Tlatoani of Ecatepec
- Predecessor: Matlaccohuatl
- Successor: Diego de Alvarado Huanitzin
- Dynasty: Royal family of Tenochtitlan
- Father: Ahuitzotl
- Mother: Unknown

= Chimalpilli II =

Chimalpilli II (died in year 2 Técpatl) was a Tlatoani (ruler) of the Nahua altepetl (city-state) Ecatepec, in 16th-century Mesoamerica.

The first known tlatoani of Ecatepec was Chimalpilli I, grandson of an Aztec tlatoani.
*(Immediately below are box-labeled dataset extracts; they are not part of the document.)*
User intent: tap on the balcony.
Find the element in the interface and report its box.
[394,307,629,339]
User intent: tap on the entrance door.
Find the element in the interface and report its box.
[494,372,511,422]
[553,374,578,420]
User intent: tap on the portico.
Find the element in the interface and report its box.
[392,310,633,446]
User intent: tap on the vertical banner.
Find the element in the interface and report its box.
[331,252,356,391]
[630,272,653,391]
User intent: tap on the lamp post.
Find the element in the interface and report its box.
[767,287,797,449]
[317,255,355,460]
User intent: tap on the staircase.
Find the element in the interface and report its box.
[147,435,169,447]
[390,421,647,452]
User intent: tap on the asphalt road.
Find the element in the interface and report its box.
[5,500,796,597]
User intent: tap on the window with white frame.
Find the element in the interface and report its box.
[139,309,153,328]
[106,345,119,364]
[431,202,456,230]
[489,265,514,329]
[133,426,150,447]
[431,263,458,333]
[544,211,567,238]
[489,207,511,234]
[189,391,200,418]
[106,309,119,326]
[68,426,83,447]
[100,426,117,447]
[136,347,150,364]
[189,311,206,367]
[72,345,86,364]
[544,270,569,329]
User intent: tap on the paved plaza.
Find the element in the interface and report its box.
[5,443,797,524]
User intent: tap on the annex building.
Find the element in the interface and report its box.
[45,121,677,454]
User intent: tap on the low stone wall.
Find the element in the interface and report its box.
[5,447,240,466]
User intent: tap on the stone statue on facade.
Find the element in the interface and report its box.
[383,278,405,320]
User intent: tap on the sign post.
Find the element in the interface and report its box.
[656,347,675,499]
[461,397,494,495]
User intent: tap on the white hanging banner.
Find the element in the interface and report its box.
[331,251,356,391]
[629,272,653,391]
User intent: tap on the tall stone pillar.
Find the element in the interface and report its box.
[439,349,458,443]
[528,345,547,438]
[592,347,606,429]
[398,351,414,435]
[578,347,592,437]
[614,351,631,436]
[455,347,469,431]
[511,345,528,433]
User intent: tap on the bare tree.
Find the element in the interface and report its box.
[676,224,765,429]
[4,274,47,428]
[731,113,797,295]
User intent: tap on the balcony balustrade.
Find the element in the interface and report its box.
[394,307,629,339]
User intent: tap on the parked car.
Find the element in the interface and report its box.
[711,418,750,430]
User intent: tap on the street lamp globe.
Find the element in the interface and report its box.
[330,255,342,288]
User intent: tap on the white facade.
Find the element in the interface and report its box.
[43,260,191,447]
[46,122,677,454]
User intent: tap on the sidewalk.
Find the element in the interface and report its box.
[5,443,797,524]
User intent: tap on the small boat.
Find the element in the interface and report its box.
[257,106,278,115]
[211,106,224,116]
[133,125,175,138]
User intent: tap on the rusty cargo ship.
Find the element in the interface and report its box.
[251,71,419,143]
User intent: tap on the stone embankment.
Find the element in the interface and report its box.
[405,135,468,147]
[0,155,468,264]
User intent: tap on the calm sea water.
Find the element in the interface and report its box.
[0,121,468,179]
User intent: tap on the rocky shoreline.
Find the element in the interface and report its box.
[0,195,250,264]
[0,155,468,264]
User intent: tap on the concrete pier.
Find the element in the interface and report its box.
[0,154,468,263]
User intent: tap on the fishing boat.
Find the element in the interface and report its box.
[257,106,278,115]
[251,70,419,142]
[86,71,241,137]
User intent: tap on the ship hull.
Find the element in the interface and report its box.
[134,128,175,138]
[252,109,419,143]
The successor of Chimalpilli II was Diego de Alvarado Huanitzin, who also became tlatoani of Tenochtitlan, as well as its governor (Cabildo of San Juan Tenochtitlan) under the colonial Spanish system of government.

== Family ==
Chimalpilli was a son of Aztec tlatoani Ahuitzotl and grandson of Atotoztli II (daughter of Moctezuma I) and Tezozomoc. He was a nephew of tlatoani Axayacatl and Tizoc and of Chalchiuhnenetzin; and cousin of Moctezuma II and Cuitláhuac.

His brother was tlatoani Cuauhtémoc.